Sujani as a Craft -

One of the many diverse art forms that lie relatively undiscovered in Bihar is the craft of Sujini or Sujani embroidery. Created with the simplest of stitches, with readily available fabrics and at times with well-worn pieces of clothes, Sujani works are generally crafted by women in their free time at home. The craftswomen produce furnishings such as bedspreads, wall hangings, cushion and bolster covers, as well as clothing items like saris, dupattas, and kurtas. Different coloured threads were also symbolically used, such as red, signifying blood, a life force, and yellow for the sun.

(Source: Artist Sharda Karn)

For every important moment in a woman’s life like wedding, birth, and religious functions, stitching continues to be a promising skill. That’s how Sujani embroidery came into existence in the state of Bihar. In fact, the word Sujani itself reflects this principle – ‘su’ means easy and facilitating, while ‘jani’ means birth. The local people are also fond of creating beautiful embroidery of gods and goddesses and hang them on walls.

It is not just a traditional craft, but often used to convey social and political messages. The narratives surrounding it proclaim that social change is the essence and purpose of the craft revival. Tragically similar stories abound: drunk, disabled, absentee, or unemployable husbands, unsympathetic cruel and demanding mothers-in-law, property that has been mortgaged to pay off debts. Alternately, it includes motifs and empowering scenes like a woman as the speaker or host of a public gathering, a female judge, or a scene depicting a woman selling goods and earning a living for herself.

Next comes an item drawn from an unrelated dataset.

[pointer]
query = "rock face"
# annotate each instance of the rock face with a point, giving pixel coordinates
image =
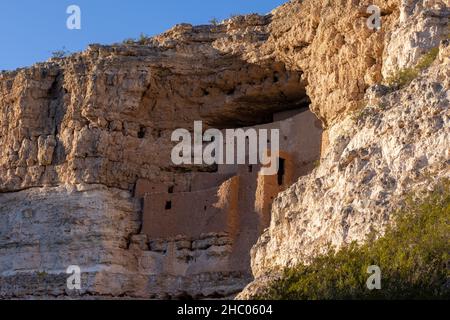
(78, 133)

(Source: Artist Sharda Karn)

Today, Sujani embroidery is also practiced in the southern part of Rajasthan for making patterns on Sarees, dupattas and other clothing and home furnishing. The production of this craft is done in about 15 villages of India. The rural women of Muzaffarpur district in Bihar continue to embroider in the Sujani style, using combinations of a fine-running stitch and chain stitch.

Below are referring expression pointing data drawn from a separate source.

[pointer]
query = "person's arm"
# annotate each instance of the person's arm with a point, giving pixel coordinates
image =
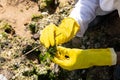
(84, 12)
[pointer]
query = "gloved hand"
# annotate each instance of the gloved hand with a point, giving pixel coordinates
(53, 35)
(72, 59)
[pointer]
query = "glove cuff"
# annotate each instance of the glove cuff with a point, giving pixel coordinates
(114, 56)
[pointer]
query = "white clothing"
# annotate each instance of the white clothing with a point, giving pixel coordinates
(86, 10)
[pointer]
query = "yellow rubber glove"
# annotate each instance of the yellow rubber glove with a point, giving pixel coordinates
(53, 35)
(72, 59)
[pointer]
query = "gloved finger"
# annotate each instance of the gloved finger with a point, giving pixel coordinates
(60, 62)
(63, 51)
(60, 36)
(64, 63)
(44, 38)
(51, 34)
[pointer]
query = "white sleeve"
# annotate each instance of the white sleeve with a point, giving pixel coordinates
(84, 13)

Sharda Karn, a Sujani artist who collaborates with MeMeraki, tells us she has seen the women of her family hone this craft since generations. She was taught by her grandmother at a young age and has been able to sustain livelihood through practicing this art and saving the cultural tradition for posterity. Therefore, craft revival is often characterized by nostalgia for perceived aesthetics and lost skills.